Assignment Description

In this lab, you will be exploring a different tree application (Huffman Trees), which allow for efficient lossless compression of files. There are a lot of files in this lab, but you will only be modifying huffman_tree.cpp.

The Huffman Encoding

In 1951, while taking an Information Theory class as a student at MIT, David A. Huffman and his classmates were given a choice by the professor Robert M. Fano: they can either take the final exam, or if they want to opt out of it they need to find the most efficient binary code. Huffman took the road less traveled and the rest they say is history.

Put simply, Huffman encoding takes in a text input and generates a binary code (a string of 0’s and 1’s) that represents that text. Let’s look at an example: Input message: “feed me more food”

Building the Huffman tree

Input: “feed me more food”

Step 1: Calculate frequency of every character in the text, and order by increasing frequency. Store in a queue.
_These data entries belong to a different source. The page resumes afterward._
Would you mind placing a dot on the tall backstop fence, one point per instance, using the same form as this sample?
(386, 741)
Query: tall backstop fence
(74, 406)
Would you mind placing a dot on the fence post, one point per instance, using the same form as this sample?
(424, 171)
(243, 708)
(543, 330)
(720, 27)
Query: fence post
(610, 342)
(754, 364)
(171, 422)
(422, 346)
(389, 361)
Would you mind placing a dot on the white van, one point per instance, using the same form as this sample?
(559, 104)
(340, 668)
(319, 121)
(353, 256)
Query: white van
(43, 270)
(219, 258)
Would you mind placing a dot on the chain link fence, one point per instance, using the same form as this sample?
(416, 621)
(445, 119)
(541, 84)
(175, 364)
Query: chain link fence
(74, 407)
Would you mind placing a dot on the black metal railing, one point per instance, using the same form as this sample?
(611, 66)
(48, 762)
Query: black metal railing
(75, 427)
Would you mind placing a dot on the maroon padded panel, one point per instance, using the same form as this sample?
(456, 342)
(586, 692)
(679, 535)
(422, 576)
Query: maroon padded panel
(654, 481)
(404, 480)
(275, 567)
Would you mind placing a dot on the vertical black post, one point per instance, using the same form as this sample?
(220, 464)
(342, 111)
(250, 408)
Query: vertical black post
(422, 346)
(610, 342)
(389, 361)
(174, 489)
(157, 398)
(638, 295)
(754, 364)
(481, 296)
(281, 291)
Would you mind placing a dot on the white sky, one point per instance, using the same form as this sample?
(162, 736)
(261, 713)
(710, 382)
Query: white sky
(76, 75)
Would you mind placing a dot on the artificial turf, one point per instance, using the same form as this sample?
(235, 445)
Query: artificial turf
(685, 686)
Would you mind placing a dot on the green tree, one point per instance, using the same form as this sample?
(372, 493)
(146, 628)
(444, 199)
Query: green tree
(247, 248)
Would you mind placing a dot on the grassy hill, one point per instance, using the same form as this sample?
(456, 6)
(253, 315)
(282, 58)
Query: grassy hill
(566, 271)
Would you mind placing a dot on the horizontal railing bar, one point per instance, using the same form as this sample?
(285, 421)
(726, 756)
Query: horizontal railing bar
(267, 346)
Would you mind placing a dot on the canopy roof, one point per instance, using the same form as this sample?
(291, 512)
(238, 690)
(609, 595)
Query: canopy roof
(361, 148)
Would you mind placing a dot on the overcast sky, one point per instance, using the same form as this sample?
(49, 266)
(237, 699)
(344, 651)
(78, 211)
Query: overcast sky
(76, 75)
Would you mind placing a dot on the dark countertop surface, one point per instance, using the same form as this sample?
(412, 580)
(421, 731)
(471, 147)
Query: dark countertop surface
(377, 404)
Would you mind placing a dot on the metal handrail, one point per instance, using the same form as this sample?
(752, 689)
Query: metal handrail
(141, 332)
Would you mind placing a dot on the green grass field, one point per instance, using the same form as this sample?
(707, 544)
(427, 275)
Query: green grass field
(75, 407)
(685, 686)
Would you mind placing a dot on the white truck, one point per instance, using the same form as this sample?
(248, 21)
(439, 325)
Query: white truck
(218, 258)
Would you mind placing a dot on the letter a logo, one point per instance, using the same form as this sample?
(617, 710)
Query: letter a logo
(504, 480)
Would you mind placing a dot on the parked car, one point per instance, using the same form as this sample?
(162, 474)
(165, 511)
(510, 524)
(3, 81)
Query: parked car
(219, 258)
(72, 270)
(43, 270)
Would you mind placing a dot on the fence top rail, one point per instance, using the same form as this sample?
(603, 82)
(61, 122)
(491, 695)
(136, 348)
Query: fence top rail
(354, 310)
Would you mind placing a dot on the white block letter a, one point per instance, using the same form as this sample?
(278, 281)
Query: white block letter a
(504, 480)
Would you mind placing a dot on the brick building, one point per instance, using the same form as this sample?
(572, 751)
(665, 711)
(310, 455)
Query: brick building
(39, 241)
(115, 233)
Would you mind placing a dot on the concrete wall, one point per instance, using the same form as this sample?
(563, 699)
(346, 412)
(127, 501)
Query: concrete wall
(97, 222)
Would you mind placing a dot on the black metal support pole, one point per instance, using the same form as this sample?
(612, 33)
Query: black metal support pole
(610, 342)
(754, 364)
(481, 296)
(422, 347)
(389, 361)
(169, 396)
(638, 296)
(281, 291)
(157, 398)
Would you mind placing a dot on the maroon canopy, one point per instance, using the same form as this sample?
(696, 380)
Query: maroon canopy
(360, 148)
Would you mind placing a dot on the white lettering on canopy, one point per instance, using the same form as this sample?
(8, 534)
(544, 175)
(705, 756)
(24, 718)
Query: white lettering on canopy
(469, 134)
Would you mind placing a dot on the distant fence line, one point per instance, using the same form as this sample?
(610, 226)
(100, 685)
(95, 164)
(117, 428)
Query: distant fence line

r : 1 | d : 2 | f : 2 | m : 2 | o : 3 | 'SPACE' : 3 | e : 4

Step 2: Build the tree from the bottom up. Start by taking the two least frequent characters and merging them (create a parent node for them). Store the merged characters in a new queue:

SINGLE: f : 2 | m : 2 | o : 3 | 'SPACE' : 3 | e : 4

MERGED: rd : 3

Step 3: Repeat Step 2 this time also considering the elements in the new queue. ‘f’ and ’m’ this time are the two elements with the least frequency, so we merge them:

SINGLE: o : 3 | 'SPACE' : 3 | e : 4

MERGED: rd : 3 | fm : 4

Step 4: Repeat Step 3 until there are no more elements in the SINGLE queue, and only one element in the MERGED queue:

SINGLE: e : 4

MERGED: rd : 3 | fm : 4 | o+SPACE : 6
SINGLE:

MERGED: fm : 4 | o+SPACE : 6 | rde: 7
SINGLE:

MERGED: rde: 7 | fmo+SPACE: 10
SINGLE:

MERGED: rdefmo+SPACE: 17

From Text to Binary

Now that we built our Huffman tree, its time to see how to encode our original message “feed me more food” into binary code.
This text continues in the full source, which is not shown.